Seulement, Freddy étant le maître des rêves, votre personnage tombera aléatoirement dans les bras de Morphée, transformant l’environnement en une nuit bleutée. Les ennemis changeront alors et il vous faudra rapidement vous réveiller sous peine de rencontrer le tueur au pull dégueulasse. L’enjeu étant alors votre survie et éviter le game over, Fred assénant de redoutable coups de griffes…Heureusement, durant cette transition onirique, il vous sera possible de vous transformer en un "super guerrier" (là aussi, idée dérivée du troisième film) à travers les éléments récoltés. Vous serez ainsi un sorcier, un athlète ou un ninja. Pour vous réveiller, il vous faudra trouver un poste de radio ou tout simplement, battre Freddy dans sa forme de boss optionnelle.
Avec des environnements hérités des troisièmes et quatrième opus de la franchise, le jeu nous confronte à divers boss vus précédemment dans ces films (le serpent Freddy du 3 ou les « griffes volantes » du 4) et d’autres plus « farfelues » (Freddy fantôme ?!). Pour affronter tout ce petit monde, nous n’aurons pas moins besoin de cinq vies et deux continues par joueur. Un choix plutôt généreux pour un jeu à la difficulté variable...
Un soft LjN aiguisé
Pour un titre estampillé LjN, A Nightmare on Elm Street s’en sort honorablement. D’une part, miracle, c’est…jouable ! Sans atteindre, la perfection de son futur Donkey Kong Country, Rare signe un jeu relativement maniable, même si on peut regretter quelques latences dans les sauts. Graphiquement, en 1990, on a clairement vu mieux sur la bécane de big N. Les sprites et les décors ne sont guère inspirés entre des design grossiers et « déjà-vu » le soft n’est clairement pas dans le haut du panier. Les animations sont du même acabit, avec un résultat des plus simpliste. À titre de comparaison, la même année, Sunsoft sort son magnifique Gremlins 2 sur la même machine.
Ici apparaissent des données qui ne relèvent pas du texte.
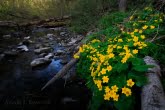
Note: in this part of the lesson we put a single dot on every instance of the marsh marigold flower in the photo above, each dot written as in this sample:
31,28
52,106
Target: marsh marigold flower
152,27
109,68
126,91
130,83
105,79
145,27
114,88
135,51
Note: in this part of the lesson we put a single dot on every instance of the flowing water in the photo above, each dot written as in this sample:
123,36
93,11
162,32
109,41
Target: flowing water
20,84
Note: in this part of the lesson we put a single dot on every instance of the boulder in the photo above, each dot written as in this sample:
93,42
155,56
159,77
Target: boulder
49,56
40,61
60,52
6,36
23,48
42,50
2,56
11,53
64,61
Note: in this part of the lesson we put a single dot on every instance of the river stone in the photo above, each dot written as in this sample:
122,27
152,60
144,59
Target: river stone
6,36
49,56
23,48
42,50
2,56
64,61
26,38
60,52
40,61
11,53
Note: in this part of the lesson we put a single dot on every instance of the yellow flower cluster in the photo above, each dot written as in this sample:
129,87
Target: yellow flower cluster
120,49
127,91
111,93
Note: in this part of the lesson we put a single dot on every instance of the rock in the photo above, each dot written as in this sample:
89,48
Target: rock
50,35
42,55
26,38
75,40
26,42
49,56
56,29
23,48
64,61
11,53
37,46
62,33
2,56
42,50
40,61
66,100
60,52
6,36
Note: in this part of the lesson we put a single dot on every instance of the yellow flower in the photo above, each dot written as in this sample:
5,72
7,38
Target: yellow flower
107,96
105,79
116,97
142,36
140,31
120,40
76,56
112,94
119,47
135,39
103,71
114,46
111,55
124,60
145,27
136,30
102,58
152,27
130,83
115,88
131,17
156,20
126,91
134,24
109,68
135,51
107,89
98,83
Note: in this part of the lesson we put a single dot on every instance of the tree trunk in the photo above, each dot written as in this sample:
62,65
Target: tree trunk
122,5
152,97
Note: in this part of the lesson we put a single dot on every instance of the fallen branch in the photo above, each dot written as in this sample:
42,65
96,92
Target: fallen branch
152,97
61,73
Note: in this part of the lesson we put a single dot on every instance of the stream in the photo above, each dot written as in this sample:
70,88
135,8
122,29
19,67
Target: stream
21,83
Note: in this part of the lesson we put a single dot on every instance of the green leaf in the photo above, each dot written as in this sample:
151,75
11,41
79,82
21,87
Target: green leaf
119,80
141,68
140,78
119,67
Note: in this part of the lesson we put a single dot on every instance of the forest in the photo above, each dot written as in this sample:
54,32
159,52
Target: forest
82,54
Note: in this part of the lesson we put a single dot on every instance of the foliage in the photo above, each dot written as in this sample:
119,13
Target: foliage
84,14
113,65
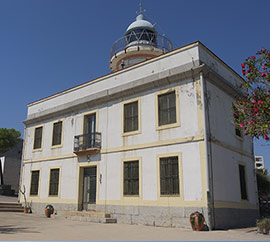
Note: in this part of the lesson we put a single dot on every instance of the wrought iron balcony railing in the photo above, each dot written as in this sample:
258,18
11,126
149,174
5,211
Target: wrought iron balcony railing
159,41
87,142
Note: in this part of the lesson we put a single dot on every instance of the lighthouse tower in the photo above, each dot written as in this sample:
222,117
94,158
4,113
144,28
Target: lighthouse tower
141,42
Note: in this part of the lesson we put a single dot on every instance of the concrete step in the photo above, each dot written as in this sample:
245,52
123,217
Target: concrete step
11,207
10,204
89,216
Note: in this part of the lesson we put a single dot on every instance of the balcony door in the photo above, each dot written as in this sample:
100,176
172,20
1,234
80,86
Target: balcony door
89,186
89,130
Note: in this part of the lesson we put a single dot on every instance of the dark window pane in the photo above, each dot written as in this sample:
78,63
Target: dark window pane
54,182
38,138
238,132
131,178
243,186
169,176
166,108
57,133
131,117
34,183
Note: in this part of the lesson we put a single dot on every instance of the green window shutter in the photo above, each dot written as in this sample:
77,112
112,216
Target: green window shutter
131,178
169,176
131,117
38,138
57,133
54,182
166,108
34,183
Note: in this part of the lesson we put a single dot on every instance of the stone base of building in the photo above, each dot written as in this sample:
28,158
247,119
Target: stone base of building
152,215
226,218
39,208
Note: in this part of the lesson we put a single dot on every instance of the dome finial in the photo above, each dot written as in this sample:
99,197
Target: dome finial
141,10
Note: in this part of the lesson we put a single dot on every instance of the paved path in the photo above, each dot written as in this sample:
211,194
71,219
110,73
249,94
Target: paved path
19,226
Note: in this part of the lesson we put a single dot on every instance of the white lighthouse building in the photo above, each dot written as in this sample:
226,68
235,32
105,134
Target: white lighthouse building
149,143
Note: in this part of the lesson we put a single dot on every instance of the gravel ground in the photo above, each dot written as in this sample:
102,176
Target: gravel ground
29,227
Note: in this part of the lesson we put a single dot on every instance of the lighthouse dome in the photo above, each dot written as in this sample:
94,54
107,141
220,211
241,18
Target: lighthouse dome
140,23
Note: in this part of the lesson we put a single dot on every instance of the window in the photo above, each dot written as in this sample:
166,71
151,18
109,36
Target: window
243,187
34,183
131,178
57,133
38,138
169,176
54,182
166,108
131,117
238,132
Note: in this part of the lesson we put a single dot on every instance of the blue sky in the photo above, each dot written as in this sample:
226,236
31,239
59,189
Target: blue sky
47,46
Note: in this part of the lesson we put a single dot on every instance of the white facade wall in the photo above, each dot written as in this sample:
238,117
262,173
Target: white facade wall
109,123
186,139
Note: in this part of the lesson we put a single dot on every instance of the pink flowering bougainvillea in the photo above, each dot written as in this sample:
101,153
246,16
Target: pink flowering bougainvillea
252,111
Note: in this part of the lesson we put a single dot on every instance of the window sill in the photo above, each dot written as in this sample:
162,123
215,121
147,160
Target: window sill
239,138
37,150
131,196
131,133
170,196
33,195
56,146
168,126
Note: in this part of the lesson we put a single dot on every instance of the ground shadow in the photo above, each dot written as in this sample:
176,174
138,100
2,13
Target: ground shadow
10,229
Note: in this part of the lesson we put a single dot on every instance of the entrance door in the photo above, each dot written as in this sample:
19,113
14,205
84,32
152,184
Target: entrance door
90,130
89,186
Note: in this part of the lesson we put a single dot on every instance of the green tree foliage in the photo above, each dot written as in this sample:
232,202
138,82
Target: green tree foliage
263,182
252,112
8,139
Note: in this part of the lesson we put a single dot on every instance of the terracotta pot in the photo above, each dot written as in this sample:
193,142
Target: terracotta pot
26,209
196,221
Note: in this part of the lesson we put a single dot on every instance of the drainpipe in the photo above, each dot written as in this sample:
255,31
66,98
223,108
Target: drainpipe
209,173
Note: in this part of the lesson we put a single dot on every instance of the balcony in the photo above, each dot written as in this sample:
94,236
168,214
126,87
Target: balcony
86,144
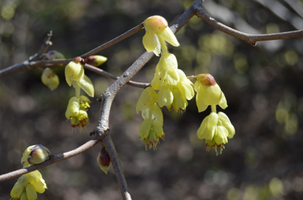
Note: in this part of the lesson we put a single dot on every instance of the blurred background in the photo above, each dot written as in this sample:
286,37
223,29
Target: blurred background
262,84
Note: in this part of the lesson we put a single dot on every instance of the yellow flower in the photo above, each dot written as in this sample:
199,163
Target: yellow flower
78,116
147,99
166,72
216,129
74,76
208,92
84,102
50,79
157,31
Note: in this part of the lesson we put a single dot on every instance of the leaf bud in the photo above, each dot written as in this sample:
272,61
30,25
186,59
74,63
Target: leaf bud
96,60
103,160
38,154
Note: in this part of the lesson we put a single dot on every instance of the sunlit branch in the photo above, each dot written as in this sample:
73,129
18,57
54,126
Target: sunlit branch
249,38
111,76
54,159
108,96
114,41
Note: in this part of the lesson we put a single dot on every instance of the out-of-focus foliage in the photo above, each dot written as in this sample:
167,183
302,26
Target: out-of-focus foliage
262,84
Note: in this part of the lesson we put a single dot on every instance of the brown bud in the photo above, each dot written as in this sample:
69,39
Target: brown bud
103,160
206,79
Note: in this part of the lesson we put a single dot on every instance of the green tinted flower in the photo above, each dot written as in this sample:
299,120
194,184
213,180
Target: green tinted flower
216,129
157,30
76,114
208,92
150,133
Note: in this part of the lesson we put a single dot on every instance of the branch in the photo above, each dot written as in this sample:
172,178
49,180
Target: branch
111,76
108,96
54,159
249,38
114,41
32,62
Comme principal point fort, nous retiendrons surtout les musiques entrainantes, laissant même entendre les notes de la fameuse contine (1,2, Freddy te coupera en deux… ) avant chaque apparition du boogeyman.
Freddy en Ntsc
Comme d’autres titre LjN, celui-ci restera limité à l’Amérique du Nord malgré la popularité du croquemitaine en Europe et au Japon. Il faut dire que Freddy se meurt en même temps que les 80’s. La sortie du cinquième film en 1989 a globalement été un échec aux Etats-Unis (pas aidé par l’un des étés les plus surchargé en blockbusters (Batman, Ghostbusters 2, L’arme Fatale 2, Abyss, Simetière…). Chez New Line, on envisage d’enterrer la poule aux œuf d’or avec la production d’un sixième opus intitulé sobrement Freddy’s Dead…
Il n’empêche que cet opus NES reste la seule véritable incursion de l’emblématique Freddy sur console. Il faudra attendre…21ans pour revoir Freddy Kreuger en pixel…sous les traits de sa version remaké dans Mortal Kombat (9) puis en 2017, dans le DLC de Dead by Daylight.
Manquant de profondeur et techniquement limité, A Nightmare on Elm Street n'est hélas pas le jeu badass espéré. À défaut d’être un hit, il reste une curiosité potentiellement appréciable pour les fans du célèbre boogeyman.